Document Type

Thesis

Degree

Master of Science (MS)

Department

Forensic Science

First Advisor's Name

Kalai Mathee

First Advisor's Committee Title

Committee Chair

Second Advisor's Name

DeEtta Mills

Third Advisor's Name

Giri Narasimhan

Keywords

Biology, Forensics, DNA, Real-time qPCR, Biological agents, Detection

Date of Defense

11-15-2013

Abstract

Real-time quantitative polymerase chain reaction (real-time qPCR) assays are an effective technique to detect biological warfare agents and surrogate organisms. In my study, primers were designed to detect chromosomal DNA of biological warfare agent surrogates B. thuringiensis and S. marcescens (representing B. anthracis and Y. pestis, respectively) via real-time qPCR. Species-level specificity of the primers was demonstrated through comparisons with a bacterial strain panel and corroborated by qPCR data.
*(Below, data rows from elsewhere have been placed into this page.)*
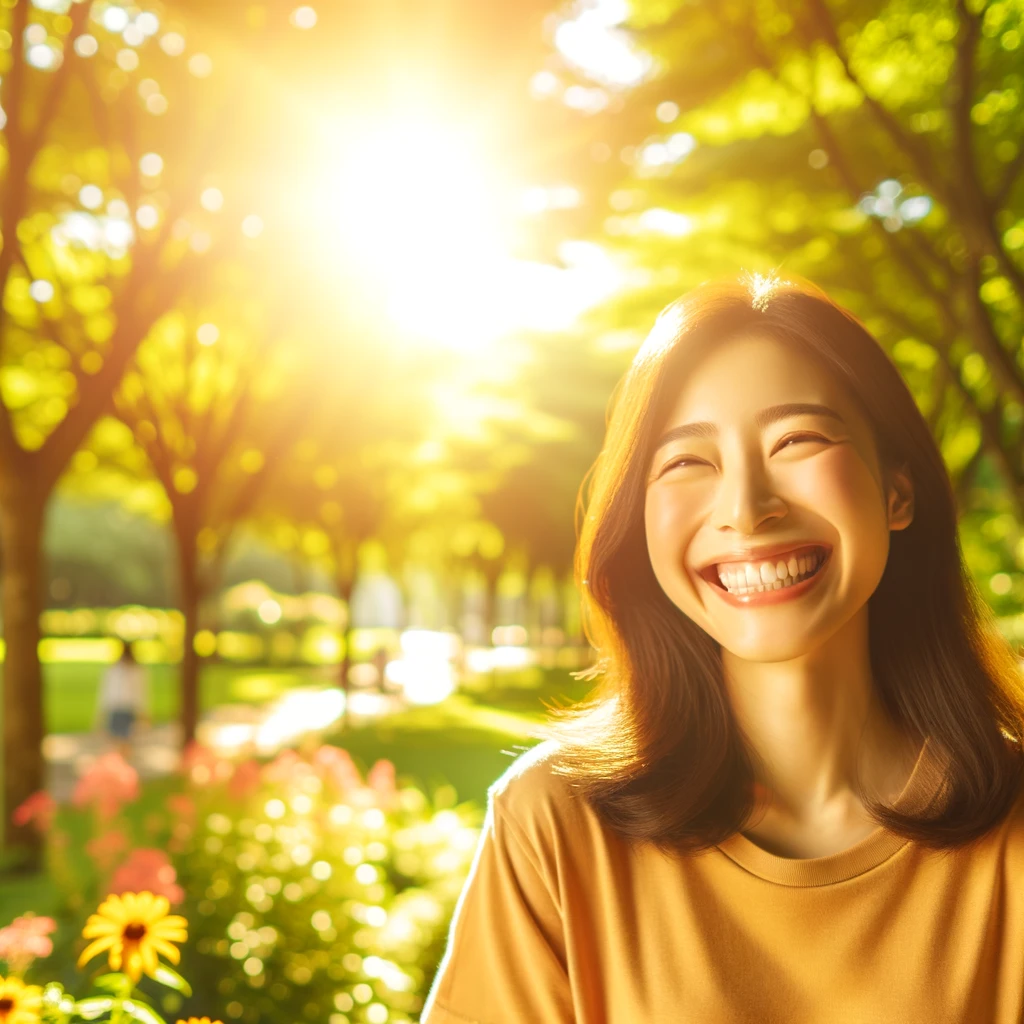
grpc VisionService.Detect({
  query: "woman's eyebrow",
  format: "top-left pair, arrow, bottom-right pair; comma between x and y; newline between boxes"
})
653,403 -> 846,452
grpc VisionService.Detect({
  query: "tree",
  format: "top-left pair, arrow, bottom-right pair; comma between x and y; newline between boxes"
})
257,324 -> 464,725
0,0 -> 241,849
541,0 -> 1024,521
110,272 -> 318,745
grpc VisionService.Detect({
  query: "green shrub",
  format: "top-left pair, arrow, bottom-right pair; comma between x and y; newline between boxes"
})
15,744 -> 482,1024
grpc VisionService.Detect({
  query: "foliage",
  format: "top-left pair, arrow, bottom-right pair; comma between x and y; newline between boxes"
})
0,0 -> 252,842
13,744 -> 482,1023
528,0 -> 1024,615
0,891 -> 214,1024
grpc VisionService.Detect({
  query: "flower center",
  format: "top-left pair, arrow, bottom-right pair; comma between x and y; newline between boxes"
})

Additionally, the primer efficacy was tested when template DNA was spiked into metagenomic DNA extracted from clinical lung microbiome samples. The results showed that while detection of B. thuringiensis or S. marcescens was still largely successful, the addition of metagenomic DNA did significantly inhibit amplification in most cases. The present study is significant not only for the design of multiple novel primer pairs able to detect bacterial agents in metagenomic DNA, but also the quantitative insight to the influence of background DNA on single species detection at low DNA concentrations.